Konuşuyorduk

Konuşuyorduk

yazı resimYZ

O gece bir evin bize ayrılan kısmında oturup, bizden önce bize, burası salon burada oturacaksın, televizyonunu şu köşeye koyacaksın, buraya iki vazo bir tane kanepe atarsan iyi görünür diye yapılan mimari bir dayatmanın içinde oturup konuştuk. Gidenlerden konuştuk, yeni doğacaklardan, sabahı çağırmaktı sohbetimizin amacı çünkü o an, güneş bizim oturduğumuz evin çok uzağındaydı. Karanlıktı, ve sessiz… Korktuğumuz için yazıyorduk, yazdığımız için konuşuyorduk, kalemlerimiz bir cümleye takılıyor ve oradan çıkamıyorduk. İsmail BEŞİKÇİ hapiste. Onunda kalemi belli ki bir yerlere takılmıştı ve şimdi kendisi hapse tıkıldı. Takılmamız birazda bundandı. Eğilimimiz vardı, hapse özlem duyduğumuz aptal zamanlar geçirmiştik, ölümde var bu işin içinde dediğimiz anlar olmuştu- benim vardır birkaç kez direkten dönmüşlüğüm- . Bildiğimiz şeyler vardı. Görüp de söyleyemediğimiz, kör bir insanlığa sesleniyorduk, en göreni, miyoptu ve uzak görüşü yoktu gözlüğünün, - en hit olan yerimiz abide-i hürriyetin köprü altlarıydı, çünkü orada çok yankı yapardı kahrolsun diye bağırırken- akustik bir narayla seslerimizi kısıyorduk.
Sonra aşktan bahsettik, aşkın renginin kırmızı olmasından. Şarabımızın kırmızı olması kana karışmasını kolaylaştırır mıydı? Yoksa kırmızı şarabı sevmemizin nedeni ideolojik miydi? Aşka aşıktık. En sevdiğimiz kadın tipiydi, Gorki’nin romanlarındaki kadınlar, ve Nazım’ın Tanya’sı ne kadar cesur bir unutkandı. İsmini unutuyordu, Alman askerlerine söylememek için adını, cesurdu asılmaya giderken köy halkına sesleniyordu boğazındaki ip izin verdiği ölçüde…
Çocuklarımıza Tanya’nın ismini veriyorduk, asılacağını bile bile, dedim ya konuşuyorduk. Kelemimizden başka bir şeyimiz yoktu, dünyayı değiştirmemiz için, parasız pulsuz yazıyorduk. Yazdıklarımızda hep bir akşam üstü vardı, hep yarım kalan hayatlar, acılar, çünkü sevinemiyorduk Tanya asılırken, köy halkı oluyorduk, uzaktan izliyorduk ve çocuğumuz köy halkı olmasın diye ona haksızlık edip, adını Tanya, Deniz, Erdal, Ulaş koyuyorduk. Kaypaklık yapıyorduk, dönüyorduk çok hızla ve dünyanın doğası gereği dönmekti. Döndük bizde, dünya el verdiği ölçüde…
Andık sonra sürekli andıklarımızı, onlardı bize en karanlık zamanlarda bile, bize bir ışık olduğunu söyleyen, ve taşımamız için tabutlarını emanet edenler, yüktü ağır bir yük… Kahraman taşımak, her yoldaşa nasip olmaz diye sıkı sıkı tutuyorduk, düşüp kırılacaklarını düşünüyorduk. Kendi gazetemize sinirli, hüzünlü pozlar veriyorduk, meyilliydik kahraman olmaya…
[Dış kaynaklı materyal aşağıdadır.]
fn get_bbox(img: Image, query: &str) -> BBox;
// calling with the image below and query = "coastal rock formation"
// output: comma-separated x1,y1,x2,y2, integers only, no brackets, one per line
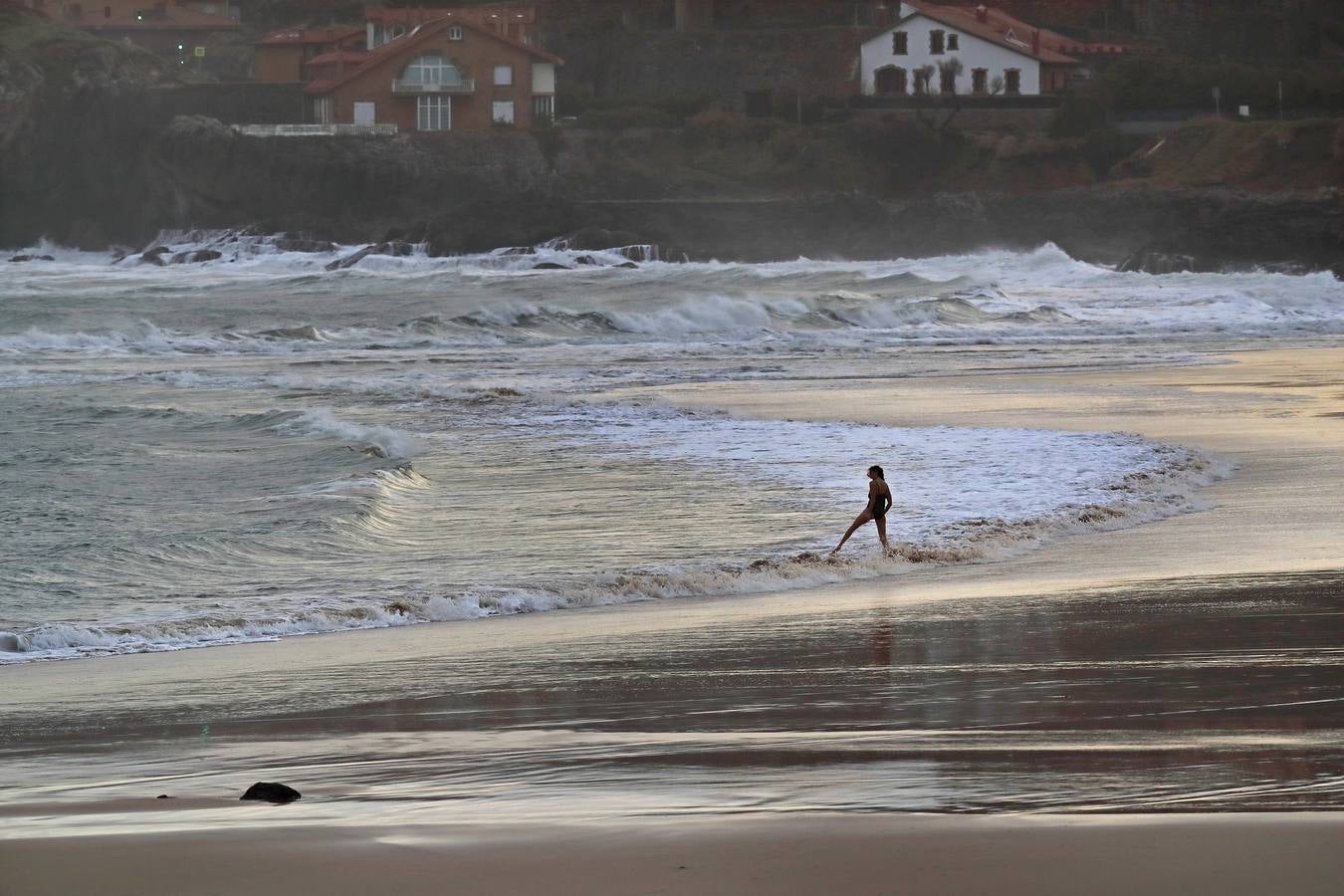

Sabah olsun diye zamansız konuşuyorduk, şarabımıza katıyorduk gidenleri ve gelecekleri, iş olsun diye yazmıyorduk, işsizliktendi yazmamız, yazdıklarımız para eder bir gün diyip yazıyorduk, ev kirası vardı verilecek ev sahibi de çekilmez bir bunaktı, bir dahaki şarap parsını çıkarıp, evlilik yıl dönümüzü şarapla kutlayalım istiyorduk, istiyorduk ki sabah olsun, şöyle martılar çağırsın sabahı, güneş doğudan yükselsin ve sabaha genç bir günaydın çakalım istiyorduk, cebimizdeki silahı bırakalım gece karanlığında kaleme sarılalım diyorduk. Ve yazıyorduk kan gibi aşk gibi şarap gibi… Sabahı çağırmak istiyorduk ama o hiç gelmedi.